Von Karl May bis Karl Marx

50 Jahre Flohmarkt: Jubiläumsstand mit Ortsprominenz aus der Gründerzeit in der Allee (v. l.): Christoph Müllerleile, Hans-Georg Brum, Daniel Köhler. Foto: js

Oberursel (js). 50 Jahre danach waren die jugendlichen älteren Herren mit genauso viel Spaß dabei wie einst im Herbst 1971 in der Holzweg-Passage. Damals, bei der Premiere des Oberurseler Flohmarkts, der über all die Jahre zu einem beliebten Fixpunkt des samstäglichen Morgenlebens einmal im Monat geworden ist, waren sie jung, steckten wie heute voller Ideen und beschlossen, dass irgendwie Geld in die Kasse des Jugendrings kommen musste, um all die Ideen für Veranstaltungen zu finanzieren. Christoph Müllerleile, in Schule, Kirche und Jugendpolitik mit harter Tendenz zur CDU engagiert, ist als damaliger Vorsitzender des Jugendrings sozusagen der Urvater der Flohmärkte. Der gerade aus dem Bürgermeisteramt in den Ruhestand verabschiedete, etwas jüngere und schon damals rot angehauchte Hans-Georg Brum übernahm später den Jugendringvorsitz und organisierte den Flohmarkt.

Am Samstag, 50 Jahre danach, standen die Herren Müllerleile und Brum als schwarz-rote Koalition wieder gemeinsam als Verkäufer hinter dem reich gedeckten Tapeziertisch, ihre Freundschaft hat das manchmal unterschiedliche politische Weltbild nicht getrübt. Das Flohmarkt-Ambiente und der strahlende Herbstmorgen bescherten auch den Besuchern am Jubiläumsstand herrliche Zeitsprung-Erinnerungen. Angeregt auch durch die Auslagen, etwa die Sammlung kleiner Apfelwein-Bembelchen der jeweiligen Brunnenkönigin mit original unterschriebener Autogrammkarte. Oder die alten Karl May-Bände im klassischen Einband der 60er-Jahre, was gibt es da für Geschichten zu erzählen.
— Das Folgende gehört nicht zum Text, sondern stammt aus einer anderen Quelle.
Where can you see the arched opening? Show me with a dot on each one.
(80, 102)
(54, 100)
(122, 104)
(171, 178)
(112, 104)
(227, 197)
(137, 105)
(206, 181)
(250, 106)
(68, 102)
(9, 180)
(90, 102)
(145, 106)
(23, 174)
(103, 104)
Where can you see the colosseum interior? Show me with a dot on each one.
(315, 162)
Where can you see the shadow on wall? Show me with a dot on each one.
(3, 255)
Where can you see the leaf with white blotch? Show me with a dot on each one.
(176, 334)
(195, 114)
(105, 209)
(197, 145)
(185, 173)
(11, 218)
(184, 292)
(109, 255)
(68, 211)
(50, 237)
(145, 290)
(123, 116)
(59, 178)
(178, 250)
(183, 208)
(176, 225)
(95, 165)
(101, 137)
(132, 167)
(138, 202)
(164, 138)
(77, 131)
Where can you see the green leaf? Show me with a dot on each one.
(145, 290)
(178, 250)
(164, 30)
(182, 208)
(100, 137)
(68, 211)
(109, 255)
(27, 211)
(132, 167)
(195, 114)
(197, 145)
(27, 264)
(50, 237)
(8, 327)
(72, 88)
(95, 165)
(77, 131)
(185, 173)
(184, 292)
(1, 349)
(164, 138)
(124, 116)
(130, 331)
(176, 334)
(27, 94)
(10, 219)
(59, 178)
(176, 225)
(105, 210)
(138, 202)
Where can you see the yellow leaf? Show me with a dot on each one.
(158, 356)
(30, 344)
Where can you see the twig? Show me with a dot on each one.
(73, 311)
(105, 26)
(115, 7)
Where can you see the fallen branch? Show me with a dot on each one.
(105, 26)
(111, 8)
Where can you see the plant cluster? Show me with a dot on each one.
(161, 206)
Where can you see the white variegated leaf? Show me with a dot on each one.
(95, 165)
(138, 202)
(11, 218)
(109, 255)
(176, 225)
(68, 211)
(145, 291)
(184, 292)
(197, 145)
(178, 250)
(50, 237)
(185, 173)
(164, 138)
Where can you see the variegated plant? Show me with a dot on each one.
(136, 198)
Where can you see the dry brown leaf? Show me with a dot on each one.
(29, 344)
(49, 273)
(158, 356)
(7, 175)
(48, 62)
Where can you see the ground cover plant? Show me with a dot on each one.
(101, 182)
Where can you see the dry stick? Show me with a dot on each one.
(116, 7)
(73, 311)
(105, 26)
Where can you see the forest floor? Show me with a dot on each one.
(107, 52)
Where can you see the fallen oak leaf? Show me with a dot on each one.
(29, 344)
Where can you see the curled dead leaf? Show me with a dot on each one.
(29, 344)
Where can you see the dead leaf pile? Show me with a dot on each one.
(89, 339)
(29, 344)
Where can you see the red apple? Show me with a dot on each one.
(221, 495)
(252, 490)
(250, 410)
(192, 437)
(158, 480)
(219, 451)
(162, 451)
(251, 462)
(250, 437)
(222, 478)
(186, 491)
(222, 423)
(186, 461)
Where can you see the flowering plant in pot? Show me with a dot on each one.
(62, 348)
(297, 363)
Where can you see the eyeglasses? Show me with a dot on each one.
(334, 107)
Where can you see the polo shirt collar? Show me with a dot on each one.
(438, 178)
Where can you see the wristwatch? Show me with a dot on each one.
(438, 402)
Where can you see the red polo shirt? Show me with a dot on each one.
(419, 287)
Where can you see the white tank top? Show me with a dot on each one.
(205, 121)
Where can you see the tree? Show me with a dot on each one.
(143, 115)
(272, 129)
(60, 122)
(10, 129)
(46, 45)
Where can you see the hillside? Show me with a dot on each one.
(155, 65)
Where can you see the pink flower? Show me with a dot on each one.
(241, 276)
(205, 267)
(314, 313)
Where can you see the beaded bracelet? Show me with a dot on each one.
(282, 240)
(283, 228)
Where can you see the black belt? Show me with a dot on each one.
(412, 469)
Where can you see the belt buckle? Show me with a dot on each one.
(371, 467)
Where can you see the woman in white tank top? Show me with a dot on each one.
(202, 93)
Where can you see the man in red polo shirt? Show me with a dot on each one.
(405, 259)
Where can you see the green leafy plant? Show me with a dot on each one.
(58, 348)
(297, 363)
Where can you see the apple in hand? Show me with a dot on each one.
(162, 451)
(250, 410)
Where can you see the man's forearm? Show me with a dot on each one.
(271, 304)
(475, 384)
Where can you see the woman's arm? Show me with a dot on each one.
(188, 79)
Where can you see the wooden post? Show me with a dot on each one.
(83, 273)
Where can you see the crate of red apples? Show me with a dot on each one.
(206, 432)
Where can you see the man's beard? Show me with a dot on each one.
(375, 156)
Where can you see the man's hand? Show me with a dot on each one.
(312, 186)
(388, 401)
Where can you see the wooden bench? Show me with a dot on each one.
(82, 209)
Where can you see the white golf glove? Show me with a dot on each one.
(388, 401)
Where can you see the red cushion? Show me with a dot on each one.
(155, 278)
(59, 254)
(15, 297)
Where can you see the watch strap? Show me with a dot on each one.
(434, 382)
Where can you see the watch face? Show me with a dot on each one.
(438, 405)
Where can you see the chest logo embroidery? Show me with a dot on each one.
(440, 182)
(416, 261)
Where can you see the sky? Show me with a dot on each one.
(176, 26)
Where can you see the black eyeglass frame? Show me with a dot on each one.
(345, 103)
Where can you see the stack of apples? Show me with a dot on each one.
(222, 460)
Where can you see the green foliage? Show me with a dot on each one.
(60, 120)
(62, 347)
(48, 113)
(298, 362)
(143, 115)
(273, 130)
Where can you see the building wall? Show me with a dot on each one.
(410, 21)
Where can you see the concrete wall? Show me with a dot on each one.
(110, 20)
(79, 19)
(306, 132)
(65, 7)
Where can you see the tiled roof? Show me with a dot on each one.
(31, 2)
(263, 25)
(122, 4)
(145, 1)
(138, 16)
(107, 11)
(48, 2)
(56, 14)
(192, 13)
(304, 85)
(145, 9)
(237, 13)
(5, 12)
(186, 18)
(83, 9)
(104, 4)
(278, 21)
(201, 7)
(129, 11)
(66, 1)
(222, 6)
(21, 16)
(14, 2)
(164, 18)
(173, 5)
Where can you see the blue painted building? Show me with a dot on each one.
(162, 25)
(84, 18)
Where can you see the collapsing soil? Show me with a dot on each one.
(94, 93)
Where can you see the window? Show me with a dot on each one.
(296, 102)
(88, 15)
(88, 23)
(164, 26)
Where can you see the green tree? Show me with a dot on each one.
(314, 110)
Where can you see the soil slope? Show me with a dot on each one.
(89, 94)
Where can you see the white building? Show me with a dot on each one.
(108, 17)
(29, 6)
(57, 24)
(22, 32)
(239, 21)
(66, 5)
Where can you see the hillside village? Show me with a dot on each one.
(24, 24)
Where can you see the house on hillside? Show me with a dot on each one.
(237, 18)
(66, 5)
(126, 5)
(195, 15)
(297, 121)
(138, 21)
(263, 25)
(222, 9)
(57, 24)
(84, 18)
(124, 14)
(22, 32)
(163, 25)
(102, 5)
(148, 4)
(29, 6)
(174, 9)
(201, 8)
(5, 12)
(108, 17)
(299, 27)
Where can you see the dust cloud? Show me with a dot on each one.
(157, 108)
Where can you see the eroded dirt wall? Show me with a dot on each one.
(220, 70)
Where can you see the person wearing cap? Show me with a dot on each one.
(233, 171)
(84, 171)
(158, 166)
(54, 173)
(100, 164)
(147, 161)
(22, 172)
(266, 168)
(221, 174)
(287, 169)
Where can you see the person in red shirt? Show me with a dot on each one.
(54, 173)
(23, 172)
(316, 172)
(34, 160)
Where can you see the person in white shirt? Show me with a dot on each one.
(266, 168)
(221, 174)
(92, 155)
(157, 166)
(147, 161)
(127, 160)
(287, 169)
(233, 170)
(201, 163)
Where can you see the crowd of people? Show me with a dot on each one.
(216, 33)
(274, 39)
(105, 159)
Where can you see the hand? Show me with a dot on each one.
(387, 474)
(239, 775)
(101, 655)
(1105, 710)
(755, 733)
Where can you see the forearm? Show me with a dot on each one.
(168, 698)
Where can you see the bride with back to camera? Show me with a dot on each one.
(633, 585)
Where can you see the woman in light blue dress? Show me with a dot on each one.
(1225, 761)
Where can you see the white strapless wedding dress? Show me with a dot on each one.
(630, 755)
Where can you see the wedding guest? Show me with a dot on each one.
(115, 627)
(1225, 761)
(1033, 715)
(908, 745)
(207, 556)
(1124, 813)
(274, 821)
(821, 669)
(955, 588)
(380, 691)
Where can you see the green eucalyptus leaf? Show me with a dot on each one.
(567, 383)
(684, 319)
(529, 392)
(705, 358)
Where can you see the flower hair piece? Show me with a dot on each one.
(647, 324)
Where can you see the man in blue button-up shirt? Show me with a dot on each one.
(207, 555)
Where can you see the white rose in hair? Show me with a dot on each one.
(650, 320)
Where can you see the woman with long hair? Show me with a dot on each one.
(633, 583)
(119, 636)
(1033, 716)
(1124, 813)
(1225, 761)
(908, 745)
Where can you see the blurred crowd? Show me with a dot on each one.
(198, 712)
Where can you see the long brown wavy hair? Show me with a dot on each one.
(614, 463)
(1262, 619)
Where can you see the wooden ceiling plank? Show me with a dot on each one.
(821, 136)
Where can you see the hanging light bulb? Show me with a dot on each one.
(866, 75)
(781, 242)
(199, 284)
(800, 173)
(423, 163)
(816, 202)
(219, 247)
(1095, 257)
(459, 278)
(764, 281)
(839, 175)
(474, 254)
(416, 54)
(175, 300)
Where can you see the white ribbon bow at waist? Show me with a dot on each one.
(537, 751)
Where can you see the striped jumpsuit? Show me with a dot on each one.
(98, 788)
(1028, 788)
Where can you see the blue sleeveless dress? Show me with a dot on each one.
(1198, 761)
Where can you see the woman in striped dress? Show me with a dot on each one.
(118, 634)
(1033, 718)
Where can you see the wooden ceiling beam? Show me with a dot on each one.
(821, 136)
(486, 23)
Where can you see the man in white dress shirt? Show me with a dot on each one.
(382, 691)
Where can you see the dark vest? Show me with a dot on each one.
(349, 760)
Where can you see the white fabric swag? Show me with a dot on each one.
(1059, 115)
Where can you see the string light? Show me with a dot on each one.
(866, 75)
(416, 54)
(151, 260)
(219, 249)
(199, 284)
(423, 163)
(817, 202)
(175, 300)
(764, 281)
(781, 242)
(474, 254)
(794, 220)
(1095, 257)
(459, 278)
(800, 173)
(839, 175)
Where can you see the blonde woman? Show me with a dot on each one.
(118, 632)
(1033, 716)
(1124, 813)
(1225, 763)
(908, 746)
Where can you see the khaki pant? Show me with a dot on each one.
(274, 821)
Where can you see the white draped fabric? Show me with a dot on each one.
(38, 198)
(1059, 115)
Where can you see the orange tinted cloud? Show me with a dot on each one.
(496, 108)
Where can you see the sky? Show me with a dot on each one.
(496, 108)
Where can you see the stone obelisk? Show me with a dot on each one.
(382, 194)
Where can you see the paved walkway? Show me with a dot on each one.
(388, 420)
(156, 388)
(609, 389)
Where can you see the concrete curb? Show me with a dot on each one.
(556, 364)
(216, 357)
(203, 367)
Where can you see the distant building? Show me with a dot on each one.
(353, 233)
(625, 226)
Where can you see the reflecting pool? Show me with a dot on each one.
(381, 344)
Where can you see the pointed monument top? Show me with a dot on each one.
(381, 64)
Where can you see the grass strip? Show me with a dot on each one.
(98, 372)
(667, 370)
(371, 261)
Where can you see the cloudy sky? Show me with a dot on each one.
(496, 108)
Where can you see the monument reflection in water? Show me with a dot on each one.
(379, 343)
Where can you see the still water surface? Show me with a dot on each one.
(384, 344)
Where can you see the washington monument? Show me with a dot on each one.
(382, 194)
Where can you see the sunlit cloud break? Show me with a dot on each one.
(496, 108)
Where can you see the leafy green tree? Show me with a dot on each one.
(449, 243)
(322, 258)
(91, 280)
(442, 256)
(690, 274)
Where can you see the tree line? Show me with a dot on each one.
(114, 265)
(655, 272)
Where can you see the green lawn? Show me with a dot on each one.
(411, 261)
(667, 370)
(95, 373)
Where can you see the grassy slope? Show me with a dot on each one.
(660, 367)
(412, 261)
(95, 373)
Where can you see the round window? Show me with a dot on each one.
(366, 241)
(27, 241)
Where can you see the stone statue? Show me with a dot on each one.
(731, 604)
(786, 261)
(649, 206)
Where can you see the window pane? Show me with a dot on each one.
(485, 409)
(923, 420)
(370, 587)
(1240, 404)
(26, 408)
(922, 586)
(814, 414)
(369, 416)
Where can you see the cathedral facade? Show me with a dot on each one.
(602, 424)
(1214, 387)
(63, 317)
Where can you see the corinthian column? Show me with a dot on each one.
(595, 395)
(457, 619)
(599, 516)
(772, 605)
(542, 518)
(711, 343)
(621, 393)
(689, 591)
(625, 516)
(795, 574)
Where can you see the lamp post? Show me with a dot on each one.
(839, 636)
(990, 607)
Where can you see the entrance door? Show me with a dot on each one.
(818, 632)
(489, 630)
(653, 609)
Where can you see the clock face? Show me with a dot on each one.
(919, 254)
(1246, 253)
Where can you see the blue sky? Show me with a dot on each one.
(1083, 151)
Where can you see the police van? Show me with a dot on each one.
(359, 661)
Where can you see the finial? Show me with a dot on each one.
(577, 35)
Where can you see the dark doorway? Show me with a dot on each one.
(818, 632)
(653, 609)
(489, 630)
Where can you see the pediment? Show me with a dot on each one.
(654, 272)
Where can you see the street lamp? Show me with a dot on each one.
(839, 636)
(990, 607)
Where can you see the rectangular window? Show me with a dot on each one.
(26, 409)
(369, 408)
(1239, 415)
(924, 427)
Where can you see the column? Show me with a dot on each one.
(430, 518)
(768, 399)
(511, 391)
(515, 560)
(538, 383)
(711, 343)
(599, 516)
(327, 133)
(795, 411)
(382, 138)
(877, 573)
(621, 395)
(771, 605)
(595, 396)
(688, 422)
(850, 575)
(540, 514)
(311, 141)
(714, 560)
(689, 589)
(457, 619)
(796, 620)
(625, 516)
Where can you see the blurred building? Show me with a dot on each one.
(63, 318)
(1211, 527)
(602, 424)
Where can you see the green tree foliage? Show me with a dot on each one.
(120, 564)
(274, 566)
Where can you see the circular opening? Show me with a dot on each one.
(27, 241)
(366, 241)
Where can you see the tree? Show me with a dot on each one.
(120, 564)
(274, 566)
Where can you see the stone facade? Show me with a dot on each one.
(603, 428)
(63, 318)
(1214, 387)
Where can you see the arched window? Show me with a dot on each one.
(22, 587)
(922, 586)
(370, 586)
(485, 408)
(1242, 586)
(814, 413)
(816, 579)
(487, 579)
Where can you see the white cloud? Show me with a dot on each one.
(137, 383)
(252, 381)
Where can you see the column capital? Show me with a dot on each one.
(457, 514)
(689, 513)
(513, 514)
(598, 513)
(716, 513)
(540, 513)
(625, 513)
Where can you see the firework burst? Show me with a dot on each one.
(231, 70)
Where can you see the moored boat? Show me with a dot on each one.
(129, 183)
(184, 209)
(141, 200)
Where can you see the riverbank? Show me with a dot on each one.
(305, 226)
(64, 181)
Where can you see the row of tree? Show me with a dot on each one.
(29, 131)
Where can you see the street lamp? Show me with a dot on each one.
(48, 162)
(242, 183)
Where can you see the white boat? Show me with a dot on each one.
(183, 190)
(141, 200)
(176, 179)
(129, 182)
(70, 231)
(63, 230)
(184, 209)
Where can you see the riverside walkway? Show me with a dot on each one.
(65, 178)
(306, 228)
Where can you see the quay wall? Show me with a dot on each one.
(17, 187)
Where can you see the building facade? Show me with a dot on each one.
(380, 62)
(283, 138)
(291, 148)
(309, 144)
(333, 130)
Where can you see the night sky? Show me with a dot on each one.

Und abenteuerliche Verknüpfungen zu konstruieren, etwa die von Karl May zu Karl Marx, als bekannt wird, dass der im heutigen Magistrat „Die Linke“ vertretende „Andy“ Andernacht die alten Schinken von Cowboys und Indianern, Winnetou und Old Shatterhand zum Jubiläumsverkauf beigetragen hat. Andernacht war natürlich auch da in der Adenauerallee.

Von wegen Ausschlafen in der Nachbürgermeisterzeit, alle Gäste beim Abschied von Hans-Georg Brum zwei Tage zuvor hatten dem Arbeitstier dies gewünscht. Um halb sieben im herbstlichen Morgendunkel hatte Müllerleile den Jugendfreund zum Aufbau des Standes einbestellt, Flohmarkt ist ein Morgengeschäft. Später trudelten die neue Bürgermeisterin Antje Runge und vom Magistrat Monika Banzer und Daniel Köhler als Verkaufshilfen bei der Flohmarktsache ein, es war ein Kommen und Gehen am Jubiläumsstand. Verkaufsschlager waren auch die gesammelten Bürgermeister-Krawatten von Hans-Georg Brum mit hohem Sammlerwert, auf Wunsch mit Signatur des „HGB a.D.“, mit oder ohne Autogramm für einen Euro das Stück. Der Erlös der Verkaufsaktion soll der Unterstützung des neuen Altstadt-Kommunikationszentrums im Haus Alberti in der Strackgasse dienen.